Hypersomnolence is known as excessive daytime sleepiness or prolonged nighttime sleep. It has previously been referred to as hypersomnia.

People suffering with hypersomnolence need to take a nap repeatedly during the day, usually during inappropriate times such as during work, during a meal, or in the middle of a conversation.

Patients usually have a hard time waking from a long sleep and may feel disoriented.
Other symptoms include:

anxiety
increased irritation
decreased energy
restlessness
slow thinking
slow speech
loss of appetite
hallucinations
memory difficulty

Some lose the ability to function in family, social, occupational, or other settings. Usually Hypersomnolence typically affects adolescents and young adults.

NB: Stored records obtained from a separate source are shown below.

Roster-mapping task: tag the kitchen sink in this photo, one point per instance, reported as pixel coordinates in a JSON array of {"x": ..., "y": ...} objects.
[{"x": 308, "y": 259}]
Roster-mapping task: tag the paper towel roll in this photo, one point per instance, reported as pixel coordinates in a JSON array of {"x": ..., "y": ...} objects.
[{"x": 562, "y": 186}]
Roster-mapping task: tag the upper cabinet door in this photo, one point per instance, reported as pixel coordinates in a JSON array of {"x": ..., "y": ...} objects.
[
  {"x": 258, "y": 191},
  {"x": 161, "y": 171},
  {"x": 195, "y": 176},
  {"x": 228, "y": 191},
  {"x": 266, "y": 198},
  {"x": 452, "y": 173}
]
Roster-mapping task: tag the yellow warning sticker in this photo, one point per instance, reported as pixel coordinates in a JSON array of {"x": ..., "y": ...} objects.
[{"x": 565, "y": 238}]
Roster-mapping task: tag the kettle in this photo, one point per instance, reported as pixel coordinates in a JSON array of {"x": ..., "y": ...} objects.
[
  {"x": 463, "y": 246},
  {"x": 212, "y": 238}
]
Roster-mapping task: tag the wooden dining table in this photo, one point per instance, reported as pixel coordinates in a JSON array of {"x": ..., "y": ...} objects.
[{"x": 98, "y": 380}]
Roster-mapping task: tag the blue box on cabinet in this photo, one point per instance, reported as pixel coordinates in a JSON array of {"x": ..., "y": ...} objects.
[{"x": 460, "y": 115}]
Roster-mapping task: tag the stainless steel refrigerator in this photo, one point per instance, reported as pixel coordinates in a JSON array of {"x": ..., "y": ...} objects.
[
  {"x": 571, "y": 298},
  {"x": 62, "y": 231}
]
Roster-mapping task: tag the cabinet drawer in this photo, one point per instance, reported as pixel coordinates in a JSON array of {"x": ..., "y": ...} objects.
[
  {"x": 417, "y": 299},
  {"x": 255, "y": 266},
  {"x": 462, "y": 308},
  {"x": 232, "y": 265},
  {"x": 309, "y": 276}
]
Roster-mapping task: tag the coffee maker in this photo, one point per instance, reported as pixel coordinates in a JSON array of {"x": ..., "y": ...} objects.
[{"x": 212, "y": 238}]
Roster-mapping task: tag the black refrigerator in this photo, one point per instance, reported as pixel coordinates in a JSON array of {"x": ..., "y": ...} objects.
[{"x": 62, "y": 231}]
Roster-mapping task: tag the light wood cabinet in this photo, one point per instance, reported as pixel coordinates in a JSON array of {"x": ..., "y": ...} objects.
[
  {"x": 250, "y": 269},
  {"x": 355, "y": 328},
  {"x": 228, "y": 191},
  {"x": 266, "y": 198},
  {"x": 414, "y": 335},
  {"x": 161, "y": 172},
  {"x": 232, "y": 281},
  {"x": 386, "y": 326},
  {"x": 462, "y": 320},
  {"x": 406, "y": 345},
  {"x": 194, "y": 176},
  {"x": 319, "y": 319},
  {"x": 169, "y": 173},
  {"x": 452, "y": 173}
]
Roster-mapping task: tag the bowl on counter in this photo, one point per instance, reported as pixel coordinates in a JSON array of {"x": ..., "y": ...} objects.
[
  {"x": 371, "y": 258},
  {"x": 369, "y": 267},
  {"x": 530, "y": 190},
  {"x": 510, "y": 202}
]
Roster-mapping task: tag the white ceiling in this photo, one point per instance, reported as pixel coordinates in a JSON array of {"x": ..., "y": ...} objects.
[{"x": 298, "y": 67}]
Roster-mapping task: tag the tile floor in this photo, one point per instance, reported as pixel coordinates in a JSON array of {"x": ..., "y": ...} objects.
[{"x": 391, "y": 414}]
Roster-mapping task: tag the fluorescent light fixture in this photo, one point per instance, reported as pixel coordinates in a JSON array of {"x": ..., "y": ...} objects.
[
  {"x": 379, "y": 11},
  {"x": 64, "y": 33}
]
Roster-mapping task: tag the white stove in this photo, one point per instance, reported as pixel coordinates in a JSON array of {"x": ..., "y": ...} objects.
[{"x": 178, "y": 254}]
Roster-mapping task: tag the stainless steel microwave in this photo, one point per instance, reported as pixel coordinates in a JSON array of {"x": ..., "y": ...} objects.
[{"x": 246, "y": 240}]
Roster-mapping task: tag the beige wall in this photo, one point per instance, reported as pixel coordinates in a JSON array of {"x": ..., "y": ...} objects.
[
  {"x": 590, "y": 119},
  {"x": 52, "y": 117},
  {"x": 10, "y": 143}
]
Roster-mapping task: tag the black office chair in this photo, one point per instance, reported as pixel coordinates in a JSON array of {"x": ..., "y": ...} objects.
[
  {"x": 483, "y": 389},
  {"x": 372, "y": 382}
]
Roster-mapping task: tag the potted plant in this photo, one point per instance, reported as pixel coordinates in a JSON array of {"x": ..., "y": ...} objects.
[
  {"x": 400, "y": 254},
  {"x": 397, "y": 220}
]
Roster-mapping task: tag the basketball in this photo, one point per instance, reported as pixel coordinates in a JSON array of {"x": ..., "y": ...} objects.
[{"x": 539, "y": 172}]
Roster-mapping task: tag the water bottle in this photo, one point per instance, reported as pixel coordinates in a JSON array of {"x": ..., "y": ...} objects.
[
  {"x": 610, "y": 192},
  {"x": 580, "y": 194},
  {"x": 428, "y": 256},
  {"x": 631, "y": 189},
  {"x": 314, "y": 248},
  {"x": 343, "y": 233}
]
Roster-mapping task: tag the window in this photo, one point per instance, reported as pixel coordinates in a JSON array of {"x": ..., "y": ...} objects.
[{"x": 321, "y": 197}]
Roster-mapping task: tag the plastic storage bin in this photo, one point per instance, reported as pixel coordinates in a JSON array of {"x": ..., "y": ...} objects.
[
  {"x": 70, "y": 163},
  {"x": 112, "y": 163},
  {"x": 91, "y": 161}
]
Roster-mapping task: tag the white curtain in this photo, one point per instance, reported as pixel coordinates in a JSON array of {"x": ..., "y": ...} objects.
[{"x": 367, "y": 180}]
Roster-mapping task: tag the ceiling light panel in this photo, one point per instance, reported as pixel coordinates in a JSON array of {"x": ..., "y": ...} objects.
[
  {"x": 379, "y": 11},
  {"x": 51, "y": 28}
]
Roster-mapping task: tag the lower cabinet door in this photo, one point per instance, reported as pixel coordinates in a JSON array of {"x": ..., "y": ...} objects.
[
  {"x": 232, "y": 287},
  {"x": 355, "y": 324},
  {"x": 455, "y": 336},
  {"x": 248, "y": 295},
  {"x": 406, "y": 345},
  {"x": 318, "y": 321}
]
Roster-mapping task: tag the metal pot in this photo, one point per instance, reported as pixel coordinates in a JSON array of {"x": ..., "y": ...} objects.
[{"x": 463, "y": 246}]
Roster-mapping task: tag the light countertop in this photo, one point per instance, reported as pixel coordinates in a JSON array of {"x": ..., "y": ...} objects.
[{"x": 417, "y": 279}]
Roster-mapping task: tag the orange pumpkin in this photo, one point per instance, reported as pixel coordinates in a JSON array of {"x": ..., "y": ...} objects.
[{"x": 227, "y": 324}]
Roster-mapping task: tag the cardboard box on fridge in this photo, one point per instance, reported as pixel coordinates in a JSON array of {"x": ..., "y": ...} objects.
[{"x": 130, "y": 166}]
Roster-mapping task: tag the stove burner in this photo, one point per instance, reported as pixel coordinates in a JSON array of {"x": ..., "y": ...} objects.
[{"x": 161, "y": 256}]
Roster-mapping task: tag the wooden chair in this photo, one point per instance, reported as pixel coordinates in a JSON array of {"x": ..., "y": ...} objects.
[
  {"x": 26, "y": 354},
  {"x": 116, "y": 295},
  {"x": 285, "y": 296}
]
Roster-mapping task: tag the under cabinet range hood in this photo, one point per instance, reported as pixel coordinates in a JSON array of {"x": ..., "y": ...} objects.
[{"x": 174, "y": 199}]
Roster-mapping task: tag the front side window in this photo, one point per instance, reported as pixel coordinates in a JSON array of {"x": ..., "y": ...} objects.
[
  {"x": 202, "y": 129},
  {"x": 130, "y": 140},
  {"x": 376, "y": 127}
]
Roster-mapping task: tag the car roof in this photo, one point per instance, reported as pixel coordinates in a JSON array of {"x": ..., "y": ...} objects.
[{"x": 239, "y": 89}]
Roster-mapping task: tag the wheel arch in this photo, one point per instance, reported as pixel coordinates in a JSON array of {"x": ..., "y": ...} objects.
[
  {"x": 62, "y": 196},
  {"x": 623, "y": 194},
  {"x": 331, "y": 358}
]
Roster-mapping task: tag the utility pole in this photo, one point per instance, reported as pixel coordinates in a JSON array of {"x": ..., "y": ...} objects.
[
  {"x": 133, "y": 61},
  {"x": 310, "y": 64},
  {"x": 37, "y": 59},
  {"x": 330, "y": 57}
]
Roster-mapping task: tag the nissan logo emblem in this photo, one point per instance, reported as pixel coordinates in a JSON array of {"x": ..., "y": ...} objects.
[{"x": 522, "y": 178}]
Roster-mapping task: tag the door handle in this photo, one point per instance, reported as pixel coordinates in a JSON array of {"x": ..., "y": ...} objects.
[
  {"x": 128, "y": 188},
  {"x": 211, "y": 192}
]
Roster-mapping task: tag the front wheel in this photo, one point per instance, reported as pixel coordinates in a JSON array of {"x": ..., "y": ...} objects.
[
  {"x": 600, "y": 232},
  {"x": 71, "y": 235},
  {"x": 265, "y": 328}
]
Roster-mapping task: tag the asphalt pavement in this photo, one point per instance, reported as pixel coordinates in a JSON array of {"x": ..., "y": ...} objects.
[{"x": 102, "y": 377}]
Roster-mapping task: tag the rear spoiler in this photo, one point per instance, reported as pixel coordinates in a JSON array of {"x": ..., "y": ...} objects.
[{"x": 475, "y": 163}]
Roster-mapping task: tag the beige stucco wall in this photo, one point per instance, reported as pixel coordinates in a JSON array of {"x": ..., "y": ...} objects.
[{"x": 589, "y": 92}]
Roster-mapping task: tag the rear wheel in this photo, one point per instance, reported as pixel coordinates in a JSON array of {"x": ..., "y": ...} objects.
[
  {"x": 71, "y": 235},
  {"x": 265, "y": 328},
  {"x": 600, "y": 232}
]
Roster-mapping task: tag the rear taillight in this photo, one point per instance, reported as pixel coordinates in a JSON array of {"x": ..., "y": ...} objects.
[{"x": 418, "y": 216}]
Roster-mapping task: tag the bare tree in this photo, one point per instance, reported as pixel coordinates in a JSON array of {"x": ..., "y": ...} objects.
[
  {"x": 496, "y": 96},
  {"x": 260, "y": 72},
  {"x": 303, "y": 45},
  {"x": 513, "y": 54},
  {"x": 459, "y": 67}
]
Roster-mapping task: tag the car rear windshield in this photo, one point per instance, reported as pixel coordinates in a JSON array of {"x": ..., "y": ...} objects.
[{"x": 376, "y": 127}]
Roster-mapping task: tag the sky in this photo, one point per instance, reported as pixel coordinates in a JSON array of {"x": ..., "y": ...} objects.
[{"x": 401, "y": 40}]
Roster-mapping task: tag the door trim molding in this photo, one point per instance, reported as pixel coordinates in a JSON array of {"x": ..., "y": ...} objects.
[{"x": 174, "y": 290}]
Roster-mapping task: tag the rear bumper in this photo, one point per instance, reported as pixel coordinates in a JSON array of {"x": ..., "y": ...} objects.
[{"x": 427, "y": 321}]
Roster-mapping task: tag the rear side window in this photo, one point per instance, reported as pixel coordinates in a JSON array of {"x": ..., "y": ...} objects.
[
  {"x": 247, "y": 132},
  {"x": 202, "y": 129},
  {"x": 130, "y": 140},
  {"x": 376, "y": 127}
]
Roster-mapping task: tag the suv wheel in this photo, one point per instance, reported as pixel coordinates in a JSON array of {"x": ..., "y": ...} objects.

Specific Diagnostic Criteria for Hypersomnolence

The most known symptom is excessive sleepiness for at least 1 month or at least 3 months as evidenced by either prolonged sleep episodes or daytime sleep episodes that occur at least 3 times per week.

The excessive sleepiness causes clinically significant distress or impairment in social, occupational, or other important areas of functioning.
The excessive sleepiness is not better accounted for by insomnia and does not occur exclusively during the course of another Sleep Disorder (e.g., Narcolepsy, Breathing-Related Sleep Disorder, Circadian Rhythm Sleep Disorder, or a Parasomnia)
It cannot be accounted for by an inadequate amount of sleep.
The disturbance is not due to the direct physiological effects of a substance (e.g., a drug of abuse, a medication) or a general medical condition.
Hypersomnolence can co-occur with another mental or medical disorders, though this condition cannot adequately explain the predominant complaint of hypersomnolence. In other words, the hypersomnolence is significant enough to warrant its own clinical attention and treatment.

It can result from a physical problem, such as a tumor, head trauma, or injury to the central nervous system. Medical conditions including multiple sclerosis, depression, encephalitis, epilepsy, or obesity may also contribute to the disorder.